Home NewsBitcoin White House Summit Tries to Break Stablecoin Interest Deadlock Holding Up the CLARITY Act

White House Summit Tries to Break Stablecoin Interest Deadlock Holding Up the CLARITY Act

by mei
4 minutes read

The White House is set to host another closed-door session on February 10 as it tries to break a standoff over U.S. crypto regulation. The talks come after a February 2 meeting ended without a deal, even though bank groups and crypto groups said the discussion was useful. The fight has slowed the CLARITY Act, a major crypto market structure bill that cleared the House in July 2025 and still needs a path through the Senate.

At the center of the dispute is one question: can a stablecoin pay interest or other rewards to the person who holds it? That question has turned stablecoin policy into the main roadblock for the wider bill. Lawmakers and lobbyists can agree on many rules for crypto trading and registration, but they keep returning to stablecoin rewards.

A stablecoin is a digital token that aims to hold a steady price, often by staying close to one U.S. dollar. People use a stablecoin to move money fast, trade crypto, and park funds without leaving the blockchain. Many stablecoin issuers say they back each stablecoin with reserves like cash and short-term U.S. Treasury bills. In the GENIUS Act framework, stablecoin reserve rules and public disclosures became a key focus, with the goal of making a stablecoin easier to trust.

Now a newer product is pushing the debate further. A yield-bearing stablecoin is a stablecoin that shares part of its earnings with users. The issuer may earn money on reserves, then pass some of that return back as stablecoin interest or stablecoin rewards. Crypto firms say this feature helps users and helps them compete. Banks say it looks like a deposit product, but without the same guardrails.

Bank leaders warn that stablecoin interest could pull money out of insured bank deposits. Deposits are a main funding source for many banks. If customers move cash into a stablecoin to chase stablecoin interest, banks fear they could face faster outflows during stress. Banks also argue that stablecoin issuers do not face the same capital rules, liquidity rules, and supervision that banks face. In their view, stablecoin interest creates a form of parallel banking that could grow fast outside the usual safety net.

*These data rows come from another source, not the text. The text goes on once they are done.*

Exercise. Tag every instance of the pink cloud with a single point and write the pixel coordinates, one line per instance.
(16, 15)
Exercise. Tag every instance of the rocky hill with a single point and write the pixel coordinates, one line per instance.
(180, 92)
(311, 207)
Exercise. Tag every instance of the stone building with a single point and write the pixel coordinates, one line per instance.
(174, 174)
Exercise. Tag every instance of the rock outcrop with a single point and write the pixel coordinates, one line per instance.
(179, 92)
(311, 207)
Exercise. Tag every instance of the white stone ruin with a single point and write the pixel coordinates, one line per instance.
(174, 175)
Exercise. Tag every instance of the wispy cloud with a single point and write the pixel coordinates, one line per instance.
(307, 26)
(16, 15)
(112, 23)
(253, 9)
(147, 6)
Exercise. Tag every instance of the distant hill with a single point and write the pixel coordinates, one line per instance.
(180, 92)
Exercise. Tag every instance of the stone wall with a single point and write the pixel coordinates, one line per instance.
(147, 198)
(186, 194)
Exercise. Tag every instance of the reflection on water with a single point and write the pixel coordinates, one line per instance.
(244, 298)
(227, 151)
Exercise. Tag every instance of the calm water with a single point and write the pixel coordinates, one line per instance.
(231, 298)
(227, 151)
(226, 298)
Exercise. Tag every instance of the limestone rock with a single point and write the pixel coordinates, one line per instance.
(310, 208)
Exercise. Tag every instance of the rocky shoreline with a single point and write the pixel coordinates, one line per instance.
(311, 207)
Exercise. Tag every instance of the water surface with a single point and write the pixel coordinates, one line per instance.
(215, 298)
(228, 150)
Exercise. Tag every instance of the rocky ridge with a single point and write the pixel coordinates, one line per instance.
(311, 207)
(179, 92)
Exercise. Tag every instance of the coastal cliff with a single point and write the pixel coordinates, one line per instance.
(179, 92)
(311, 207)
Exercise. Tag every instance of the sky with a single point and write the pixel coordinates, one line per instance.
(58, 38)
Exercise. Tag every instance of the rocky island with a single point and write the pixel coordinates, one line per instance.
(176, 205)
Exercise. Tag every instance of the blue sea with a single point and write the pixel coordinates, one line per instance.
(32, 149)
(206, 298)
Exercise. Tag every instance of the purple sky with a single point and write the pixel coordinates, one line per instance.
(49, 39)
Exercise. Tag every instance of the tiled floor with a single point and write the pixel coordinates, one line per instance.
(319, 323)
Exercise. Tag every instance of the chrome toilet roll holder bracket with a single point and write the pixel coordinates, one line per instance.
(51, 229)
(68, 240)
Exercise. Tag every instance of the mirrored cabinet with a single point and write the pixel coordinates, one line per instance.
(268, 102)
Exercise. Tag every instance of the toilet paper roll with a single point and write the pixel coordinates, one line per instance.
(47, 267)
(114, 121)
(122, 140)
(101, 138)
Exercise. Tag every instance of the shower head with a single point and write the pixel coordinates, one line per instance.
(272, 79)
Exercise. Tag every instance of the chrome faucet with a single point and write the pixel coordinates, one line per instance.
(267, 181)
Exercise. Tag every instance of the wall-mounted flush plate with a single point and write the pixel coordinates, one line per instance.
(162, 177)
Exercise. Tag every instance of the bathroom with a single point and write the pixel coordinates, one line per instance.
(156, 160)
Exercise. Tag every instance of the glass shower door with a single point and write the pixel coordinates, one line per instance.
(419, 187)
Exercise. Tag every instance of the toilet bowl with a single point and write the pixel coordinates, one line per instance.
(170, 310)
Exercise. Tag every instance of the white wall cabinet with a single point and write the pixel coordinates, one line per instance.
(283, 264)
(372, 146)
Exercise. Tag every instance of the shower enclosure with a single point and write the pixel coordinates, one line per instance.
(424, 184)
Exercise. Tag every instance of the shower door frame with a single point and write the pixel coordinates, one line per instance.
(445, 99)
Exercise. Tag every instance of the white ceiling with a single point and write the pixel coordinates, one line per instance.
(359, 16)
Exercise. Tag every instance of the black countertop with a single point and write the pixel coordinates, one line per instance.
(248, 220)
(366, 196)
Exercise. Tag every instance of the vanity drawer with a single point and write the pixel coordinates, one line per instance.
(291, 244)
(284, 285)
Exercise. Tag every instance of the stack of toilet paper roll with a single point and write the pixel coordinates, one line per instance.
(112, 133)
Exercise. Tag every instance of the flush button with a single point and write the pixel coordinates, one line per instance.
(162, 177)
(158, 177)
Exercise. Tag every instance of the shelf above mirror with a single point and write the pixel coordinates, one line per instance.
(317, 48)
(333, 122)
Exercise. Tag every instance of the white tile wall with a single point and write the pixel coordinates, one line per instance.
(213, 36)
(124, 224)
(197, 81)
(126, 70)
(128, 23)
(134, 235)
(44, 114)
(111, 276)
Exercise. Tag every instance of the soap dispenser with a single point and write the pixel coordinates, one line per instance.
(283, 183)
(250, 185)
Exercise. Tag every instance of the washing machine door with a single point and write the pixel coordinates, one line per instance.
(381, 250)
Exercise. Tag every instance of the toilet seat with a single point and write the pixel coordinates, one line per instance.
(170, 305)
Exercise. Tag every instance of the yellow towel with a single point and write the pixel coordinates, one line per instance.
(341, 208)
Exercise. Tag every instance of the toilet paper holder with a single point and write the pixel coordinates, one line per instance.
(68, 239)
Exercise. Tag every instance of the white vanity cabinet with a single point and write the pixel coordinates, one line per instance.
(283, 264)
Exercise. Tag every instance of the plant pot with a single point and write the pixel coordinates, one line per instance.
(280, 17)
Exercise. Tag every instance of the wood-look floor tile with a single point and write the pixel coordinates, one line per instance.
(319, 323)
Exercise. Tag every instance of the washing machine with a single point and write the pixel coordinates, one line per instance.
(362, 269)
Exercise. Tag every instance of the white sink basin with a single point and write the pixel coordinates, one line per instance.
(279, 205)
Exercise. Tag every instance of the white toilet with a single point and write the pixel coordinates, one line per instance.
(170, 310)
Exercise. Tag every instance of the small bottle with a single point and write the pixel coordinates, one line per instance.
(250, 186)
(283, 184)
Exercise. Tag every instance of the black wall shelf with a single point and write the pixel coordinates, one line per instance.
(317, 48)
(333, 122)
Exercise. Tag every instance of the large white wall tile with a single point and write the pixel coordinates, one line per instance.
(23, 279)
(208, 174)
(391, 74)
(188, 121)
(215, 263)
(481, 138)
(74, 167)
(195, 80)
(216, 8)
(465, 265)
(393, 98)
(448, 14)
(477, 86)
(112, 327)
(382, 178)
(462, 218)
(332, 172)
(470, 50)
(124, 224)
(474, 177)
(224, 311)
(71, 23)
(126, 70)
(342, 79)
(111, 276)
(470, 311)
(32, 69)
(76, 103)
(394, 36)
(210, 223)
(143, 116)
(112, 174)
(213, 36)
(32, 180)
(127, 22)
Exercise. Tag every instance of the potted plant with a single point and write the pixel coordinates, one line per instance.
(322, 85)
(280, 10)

Crypto firms push back and call a ban on stablecoin interest anti-competitive. They say a stablecoin is not a bank account and should not be forced into the same model. They argue that stablecoin interest is a normal result of holding reserves that earn yield, and that users should share in that value. They also say stablecoin interest helps recruit new customers, since rewards make it easier to try a stablecoin for payments, trading, or saving. Some crypto executives warn that if the U.S. blocks stablecoin interest, more stablecoin activity will move offshore, and the next wave of digital finance will be built elsewhere.

That split is why the White House has stepped in. The talks are being run through the administration’s crypto policy effort, with the goal of getting both sides to draft compromise language. People familiar with the first meeting said it did not settle the stablecoin issue, and Reuters reported it ended without agreement. The next session is expected to include more senior executives, including leaders from large banks and top crypto companies.

A compromise, if it comes, may rely on limits instead of a full ban. One option is to allow stablecoin interest only under strict rules, such as clear reserve requirements, tight custody rules, and strong disclosure. Another option is to restrict who can offer stablecoin interest, or how a stablecoin can market rewards, to avoid confusing a stablecoin with a bank deposit. Lawmakers could also add consumer protection rules so users understand the risks, including what happens if a stablecoin issuer fails and how redemptions work under pressure.

The clock matters. The White House has signaled it wants movement soon, and lawmakers face a crowded schedule. If the CLARITY Act stalls longer, it could lose momentum and leave crypto regulation stuck in the same patchwork that firms complain about today. For banks, the stakes are about deposits, funding, and stability. For crypto, the stakes are about whether a stablecoin can act like modern money and whether stablecoin innovation stays in the United States.

The February 10 meeting may not settle every detail, but it could decide the direction. If negotiators agree on a framework for stablecoin interest, the broader bill could start moving again. If they fail, the stablecoin fight may keep blocking the larger effort to set clear federal rules for digital assets at a time when stablecoin use keeps expanding.